C’est un raccourci culturel.
Un auteur japonais peut donc faire apparaître simplement un petit paquet de matatabi pour faire comprendre instantanément qu’un personnage félin va devenir complètement incontrôlable.
Pas besoin d’expliquer la blague.
Le public connaît déjà le phénomène.
Et c’est aussi pour cela qu’il faut connaître le matatabi pour comprendre certains personnages de chats japonais
Quand on découvre la culture pop japonaise uniquement à travers des traductions françaises, une partie de ces petits mécanismes peut disparaître.
Les traducteurs peuvent rendre またたび par :
- « herbe à chat » ;
- « cataire » ;
- « matatabi » ;
- « plante pour chats » ;
- ou parfois simplement laisser le terme japonais.
Chaque choix modifie légèrement la référence culturelle.
Dire « herbe à chat » permet au lecteur occidental de comprendre immédiatement l’idée.

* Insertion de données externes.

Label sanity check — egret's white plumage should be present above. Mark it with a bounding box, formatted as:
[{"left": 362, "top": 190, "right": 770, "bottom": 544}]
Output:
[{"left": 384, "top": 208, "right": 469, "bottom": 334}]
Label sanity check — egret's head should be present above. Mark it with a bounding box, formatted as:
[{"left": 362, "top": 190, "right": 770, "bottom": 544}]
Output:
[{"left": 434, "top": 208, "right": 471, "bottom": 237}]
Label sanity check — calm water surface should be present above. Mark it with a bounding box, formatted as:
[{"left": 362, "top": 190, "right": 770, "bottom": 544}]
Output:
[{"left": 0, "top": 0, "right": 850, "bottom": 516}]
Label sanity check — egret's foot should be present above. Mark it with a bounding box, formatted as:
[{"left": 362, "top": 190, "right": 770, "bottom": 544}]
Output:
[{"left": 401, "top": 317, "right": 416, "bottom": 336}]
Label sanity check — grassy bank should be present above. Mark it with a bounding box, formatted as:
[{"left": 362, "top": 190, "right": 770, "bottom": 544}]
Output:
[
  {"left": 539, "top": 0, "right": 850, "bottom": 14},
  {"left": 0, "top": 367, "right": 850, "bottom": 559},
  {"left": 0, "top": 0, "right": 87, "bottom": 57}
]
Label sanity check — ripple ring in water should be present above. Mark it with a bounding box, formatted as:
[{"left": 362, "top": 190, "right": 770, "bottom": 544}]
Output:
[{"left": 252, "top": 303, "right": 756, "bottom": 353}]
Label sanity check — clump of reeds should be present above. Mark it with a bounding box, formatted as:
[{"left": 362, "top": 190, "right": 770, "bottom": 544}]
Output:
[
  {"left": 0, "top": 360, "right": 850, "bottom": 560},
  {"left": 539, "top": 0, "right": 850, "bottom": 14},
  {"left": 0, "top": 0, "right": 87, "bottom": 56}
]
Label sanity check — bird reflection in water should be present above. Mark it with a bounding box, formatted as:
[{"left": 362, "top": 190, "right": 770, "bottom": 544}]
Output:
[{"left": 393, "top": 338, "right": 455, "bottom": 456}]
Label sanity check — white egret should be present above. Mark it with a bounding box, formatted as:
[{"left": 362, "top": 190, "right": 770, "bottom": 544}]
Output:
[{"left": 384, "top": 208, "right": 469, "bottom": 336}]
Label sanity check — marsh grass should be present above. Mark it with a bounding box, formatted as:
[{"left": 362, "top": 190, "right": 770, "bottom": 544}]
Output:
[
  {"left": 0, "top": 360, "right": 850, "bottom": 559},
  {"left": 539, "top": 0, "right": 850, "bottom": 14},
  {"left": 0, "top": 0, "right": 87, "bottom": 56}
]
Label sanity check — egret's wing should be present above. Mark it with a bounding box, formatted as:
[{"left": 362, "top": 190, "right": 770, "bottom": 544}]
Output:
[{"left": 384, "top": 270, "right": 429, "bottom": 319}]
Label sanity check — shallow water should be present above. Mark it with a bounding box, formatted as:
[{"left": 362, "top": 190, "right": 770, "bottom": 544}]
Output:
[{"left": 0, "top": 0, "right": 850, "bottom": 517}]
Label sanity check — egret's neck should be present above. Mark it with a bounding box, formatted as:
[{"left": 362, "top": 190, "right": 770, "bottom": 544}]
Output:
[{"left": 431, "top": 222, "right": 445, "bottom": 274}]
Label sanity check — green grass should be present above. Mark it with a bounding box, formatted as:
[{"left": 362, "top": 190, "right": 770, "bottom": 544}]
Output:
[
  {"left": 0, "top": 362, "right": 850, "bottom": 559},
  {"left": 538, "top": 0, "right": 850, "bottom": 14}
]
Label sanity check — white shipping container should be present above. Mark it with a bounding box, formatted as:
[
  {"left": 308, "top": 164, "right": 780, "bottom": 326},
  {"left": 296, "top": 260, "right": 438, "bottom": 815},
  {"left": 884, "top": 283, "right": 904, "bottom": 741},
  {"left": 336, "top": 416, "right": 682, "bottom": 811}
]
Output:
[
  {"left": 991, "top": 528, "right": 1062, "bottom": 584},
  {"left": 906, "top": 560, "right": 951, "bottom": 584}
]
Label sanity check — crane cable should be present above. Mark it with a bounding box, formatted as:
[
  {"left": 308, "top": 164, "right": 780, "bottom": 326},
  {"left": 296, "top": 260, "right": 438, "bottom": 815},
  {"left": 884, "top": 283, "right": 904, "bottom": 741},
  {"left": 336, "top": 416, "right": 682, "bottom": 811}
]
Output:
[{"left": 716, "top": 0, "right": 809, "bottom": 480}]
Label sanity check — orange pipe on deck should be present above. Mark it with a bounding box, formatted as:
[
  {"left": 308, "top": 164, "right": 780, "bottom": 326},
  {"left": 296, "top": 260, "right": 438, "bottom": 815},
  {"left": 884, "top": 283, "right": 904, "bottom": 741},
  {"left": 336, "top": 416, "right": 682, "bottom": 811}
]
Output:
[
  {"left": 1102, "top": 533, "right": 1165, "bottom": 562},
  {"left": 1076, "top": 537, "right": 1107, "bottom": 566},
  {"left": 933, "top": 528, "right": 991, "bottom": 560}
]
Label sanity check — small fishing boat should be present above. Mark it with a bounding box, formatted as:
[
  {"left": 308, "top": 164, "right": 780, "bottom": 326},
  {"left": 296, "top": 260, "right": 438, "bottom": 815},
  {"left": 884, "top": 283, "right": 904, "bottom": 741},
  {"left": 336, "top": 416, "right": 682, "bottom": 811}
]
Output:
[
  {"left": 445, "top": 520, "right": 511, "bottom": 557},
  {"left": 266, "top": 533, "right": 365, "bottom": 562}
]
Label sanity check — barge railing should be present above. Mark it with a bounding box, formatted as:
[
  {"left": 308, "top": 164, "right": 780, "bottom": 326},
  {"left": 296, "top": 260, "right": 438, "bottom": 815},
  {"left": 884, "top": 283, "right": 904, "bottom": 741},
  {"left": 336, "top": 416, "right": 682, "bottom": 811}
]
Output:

Mais on perd quelque chose.
Car またたび n’est pas simplement le nom japonais de la catnip.
C’est une plante différente, avec sa propre histoire, ses propres expressions et surtout une association culturelle extrêmement forte avec le comportement des chats.
C’est pour cela qu’un personnage qui « trouve du matatabi » peut être drôle au Japon même si la scène semble parfaitement anodine à quelqu’un qui ne connaît pas cette référence.
Le matatabi, résumé en une image mentale
Si vous devez retenir une seule chose pour vos prochaines lectures de manga ou sessions de jeu japonais, imaginez ceci :
Un chat japonais voit du matatabi.
Son cerveau fait :
« MATATABI. »
Puis :
« JE LE VEUX. »
Puis :
roulade sur le sol
Puis :
frottement frénétique contre la plante
Puis :
danse complètement inexplicable
Et voilà.
Vous venez de comprendre une blague japonaise.
En conclusion : le matatabi est plus qu’une « drogue pour chats »
Le matatabi est à la fois une plante, un remède traditionnel, un objet de curiosité scientifique et surtout un symbole du comportement félin dans la culture japonaise.
Son nom lui-même raconte une histoire fascinante : traditionnellement associé à l’idée de « reprendre son voyage », il est en réalité attesté sous des formes beaucoup plus anciennes comme watatabi, et son étymologie reste discutée. L’hypothèse d’une origine aïnoue liée à matatampu constitue notamment une piste importante.
Et aujourd’hui, le mot continue de vivre dans la culture populaire.
Dans les mangas, les anime, les jeux vidéo, les mascottes et les personnages comme ceux de mofusand, またたび peut fonctionner comme un véritable bouton comique :
montrez du matatabi à un chat et le chaos commence.
La prochaine fois que vous croiserez le mot またたび dans un jeu japonais ou un manga, vous saurez donc que ce n’est probablement pas juste une plante posée au hasard dans le décor.
C’est peut-être une blague.
Et maintenant, vous avez la clé pour la comprendre.